NASTOLATEK

667 69 0
                                    

Stiles uśmiechał się do Scotta, który  nie wiedział jak zacząć rozmowę. Kilka razy otwierał usta, żeby wyjawić mu swoje uczucia, jednak się rozmyślał. Tchórzył, ale zdawał sobie sprawę z tego, że równie dobrze mogła się skończyć ich znajomość. Trochę w to wątpił, ale wolał jeszcze nie ryzykować.

- Scotti, powiedz mi, co chcesz szybko, bo muszę jeszcze iść do taty - mruknął, odkładając talerz do zlewu. Scott westchnął cicho, podchodząc do niego.

- Chciałem ci tylko powiedzieć, że cieszę się z twojego powrotu - rzekł, przegryzając dolną wargę. Stiles uśmiechnął się lekko i przytulił się do przyjaciela.

- Ja też się ciesze.
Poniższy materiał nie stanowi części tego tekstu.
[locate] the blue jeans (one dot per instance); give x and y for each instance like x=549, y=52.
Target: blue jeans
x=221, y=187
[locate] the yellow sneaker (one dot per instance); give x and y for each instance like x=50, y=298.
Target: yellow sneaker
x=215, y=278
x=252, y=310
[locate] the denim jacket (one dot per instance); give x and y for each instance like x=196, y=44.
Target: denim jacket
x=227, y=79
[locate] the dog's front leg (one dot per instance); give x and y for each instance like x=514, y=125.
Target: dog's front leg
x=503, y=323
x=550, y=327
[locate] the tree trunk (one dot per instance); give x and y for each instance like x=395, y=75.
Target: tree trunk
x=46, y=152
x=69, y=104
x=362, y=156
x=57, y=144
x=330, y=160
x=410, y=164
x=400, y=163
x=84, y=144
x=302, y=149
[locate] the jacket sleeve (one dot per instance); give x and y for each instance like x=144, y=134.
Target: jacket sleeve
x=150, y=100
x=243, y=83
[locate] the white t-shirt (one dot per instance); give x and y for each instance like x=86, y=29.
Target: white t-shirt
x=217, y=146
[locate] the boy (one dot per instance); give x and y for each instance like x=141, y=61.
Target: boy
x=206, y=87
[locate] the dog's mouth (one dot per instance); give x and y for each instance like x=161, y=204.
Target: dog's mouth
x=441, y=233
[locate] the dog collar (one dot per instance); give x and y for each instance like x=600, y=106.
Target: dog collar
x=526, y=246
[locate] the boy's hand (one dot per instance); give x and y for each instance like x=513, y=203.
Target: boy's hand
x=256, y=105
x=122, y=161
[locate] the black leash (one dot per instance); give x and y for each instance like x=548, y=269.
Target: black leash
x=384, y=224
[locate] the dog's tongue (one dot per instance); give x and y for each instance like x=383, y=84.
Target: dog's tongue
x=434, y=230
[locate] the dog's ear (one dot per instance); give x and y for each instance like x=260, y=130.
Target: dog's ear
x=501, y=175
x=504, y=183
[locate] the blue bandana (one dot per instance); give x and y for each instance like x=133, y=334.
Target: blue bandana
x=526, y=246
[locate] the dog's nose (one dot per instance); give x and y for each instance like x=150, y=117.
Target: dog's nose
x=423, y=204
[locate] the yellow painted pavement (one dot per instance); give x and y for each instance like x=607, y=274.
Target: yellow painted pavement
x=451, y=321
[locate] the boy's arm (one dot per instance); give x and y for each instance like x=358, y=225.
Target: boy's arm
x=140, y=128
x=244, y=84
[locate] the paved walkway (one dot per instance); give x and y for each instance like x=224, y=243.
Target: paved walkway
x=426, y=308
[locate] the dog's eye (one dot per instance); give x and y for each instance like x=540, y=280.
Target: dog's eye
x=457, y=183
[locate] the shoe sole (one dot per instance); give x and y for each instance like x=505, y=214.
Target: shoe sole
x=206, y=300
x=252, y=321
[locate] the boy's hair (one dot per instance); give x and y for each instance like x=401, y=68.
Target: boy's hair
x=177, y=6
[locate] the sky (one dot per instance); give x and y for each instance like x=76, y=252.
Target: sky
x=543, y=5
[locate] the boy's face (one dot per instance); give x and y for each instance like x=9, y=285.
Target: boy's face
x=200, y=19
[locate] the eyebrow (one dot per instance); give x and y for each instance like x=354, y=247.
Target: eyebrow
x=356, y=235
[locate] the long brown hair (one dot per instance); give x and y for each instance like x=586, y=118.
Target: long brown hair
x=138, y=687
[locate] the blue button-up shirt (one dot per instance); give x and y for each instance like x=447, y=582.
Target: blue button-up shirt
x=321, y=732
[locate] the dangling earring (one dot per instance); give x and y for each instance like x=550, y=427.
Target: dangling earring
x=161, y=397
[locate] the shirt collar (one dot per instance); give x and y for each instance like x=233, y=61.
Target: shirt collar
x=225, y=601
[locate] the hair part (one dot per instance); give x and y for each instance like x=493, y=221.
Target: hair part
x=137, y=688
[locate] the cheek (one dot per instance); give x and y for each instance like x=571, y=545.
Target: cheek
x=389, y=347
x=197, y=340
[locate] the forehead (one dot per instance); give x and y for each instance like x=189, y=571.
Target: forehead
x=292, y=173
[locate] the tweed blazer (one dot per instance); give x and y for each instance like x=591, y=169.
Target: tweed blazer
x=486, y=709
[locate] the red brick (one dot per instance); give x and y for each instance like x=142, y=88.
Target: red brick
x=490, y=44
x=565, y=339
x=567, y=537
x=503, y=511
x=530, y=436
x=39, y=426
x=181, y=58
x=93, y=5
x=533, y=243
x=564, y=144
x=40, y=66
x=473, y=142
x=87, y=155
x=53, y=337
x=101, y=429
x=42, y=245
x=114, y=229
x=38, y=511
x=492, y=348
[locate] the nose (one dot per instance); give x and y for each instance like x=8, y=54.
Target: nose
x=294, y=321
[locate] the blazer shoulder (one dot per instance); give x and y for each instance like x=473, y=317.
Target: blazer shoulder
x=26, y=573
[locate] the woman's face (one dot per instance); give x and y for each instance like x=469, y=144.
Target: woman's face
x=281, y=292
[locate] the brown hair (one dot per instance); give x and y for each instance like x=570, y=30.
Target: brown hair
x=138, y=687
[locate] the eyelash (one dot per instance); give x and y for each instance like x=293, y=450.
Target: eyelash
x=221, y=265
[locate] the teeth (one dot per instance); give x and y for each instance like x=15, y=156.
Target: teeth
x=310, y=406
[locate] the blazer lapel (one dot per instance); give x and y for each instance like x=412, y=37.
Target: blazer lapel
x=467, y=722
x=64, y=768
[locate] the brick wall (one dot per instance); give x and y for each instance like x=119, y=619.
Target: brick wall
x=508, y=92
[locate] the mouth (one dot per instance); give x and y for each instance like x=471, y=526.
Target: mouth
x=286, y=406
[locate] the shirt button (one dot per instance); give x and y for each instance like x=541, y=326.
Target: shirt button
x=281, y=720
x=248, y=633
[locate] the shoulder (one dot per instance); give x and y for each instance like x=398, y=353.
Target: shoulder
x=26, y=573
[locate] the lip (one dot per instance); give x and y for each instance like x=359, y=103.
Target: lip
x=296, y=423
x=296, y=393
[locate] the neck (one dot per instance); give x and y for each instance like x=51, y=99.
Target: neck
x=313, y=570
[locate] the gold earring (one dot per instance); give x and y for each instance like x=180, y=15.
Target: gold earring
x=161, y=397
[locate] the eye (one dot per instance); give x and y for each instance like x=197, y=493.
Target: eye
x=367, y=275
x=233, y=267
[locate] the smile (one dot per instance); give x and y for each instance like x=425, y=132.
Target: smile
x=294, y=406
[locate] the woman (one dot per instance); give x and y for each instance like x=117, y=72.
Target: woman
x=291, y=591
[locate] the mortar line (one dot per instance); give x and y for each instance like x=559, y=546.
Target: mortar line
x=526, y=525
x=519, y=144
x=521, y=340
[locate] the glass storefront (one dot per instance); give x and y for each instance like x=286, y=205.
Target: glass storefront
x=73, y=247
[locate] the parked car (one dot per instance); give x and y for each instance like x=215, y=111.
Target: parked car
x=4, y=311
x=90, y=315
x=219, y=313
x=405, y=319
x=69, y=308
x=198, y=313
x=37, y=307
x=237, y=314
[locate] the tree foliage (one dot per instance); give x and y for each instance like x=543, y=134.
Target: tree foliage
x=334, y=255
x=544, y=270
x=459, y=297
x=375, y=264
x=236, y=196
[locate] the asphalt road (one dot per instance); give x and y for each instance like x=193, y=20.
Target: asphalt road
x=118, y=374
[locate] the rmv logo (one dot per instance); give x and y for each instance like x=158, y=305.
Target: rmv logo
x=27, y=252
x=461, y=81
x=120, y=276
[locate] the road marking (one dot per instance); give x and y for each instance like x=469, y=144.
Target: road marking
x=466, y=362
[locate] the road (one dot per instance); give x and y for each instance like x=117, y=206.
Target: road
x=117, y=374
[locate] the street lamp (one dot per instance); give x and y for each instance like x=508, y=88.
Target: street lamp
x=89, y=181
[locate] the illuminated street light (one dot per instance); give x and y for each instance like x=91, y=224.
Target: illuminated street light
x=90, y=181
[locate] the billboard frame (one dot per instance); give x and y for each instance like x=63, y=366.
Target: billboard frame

Bycie dzieckiem nie jest takie fajne.

Scott odsunął się od niego odrobinkę, trzymając dłonie na jego biodrach. Spojrzał mu prosto w oczy, zastanawiając się, czy go pocałować. Z jednej strony pragnął tego całym sobą, ale z drugiej bardzo tego nie chciał. Ciepło między nimi było bardzo przyjemne, czuł swoje mocno bijące serce. Pochylił się odrobinę w jego kierunku, zamierzając go tylko szybko cmoknąć w usta i uciec, ale w tym momencie do kuchni weszła Melissa.

- O, wróciłeś! - powiedziała uśmiechnięta, przytulając Stilesa, który oderwał się od Scotta. Nie miał pojęcia, co to przed chwilą było, ale zamierzał się tym nie przejmować. - Idziesz do taty?

- Tak, właśnie skończyłem śniadanie i zmykam.

Pożegnał się ze Scottem piątką, mówiąc ciche 'cześć'.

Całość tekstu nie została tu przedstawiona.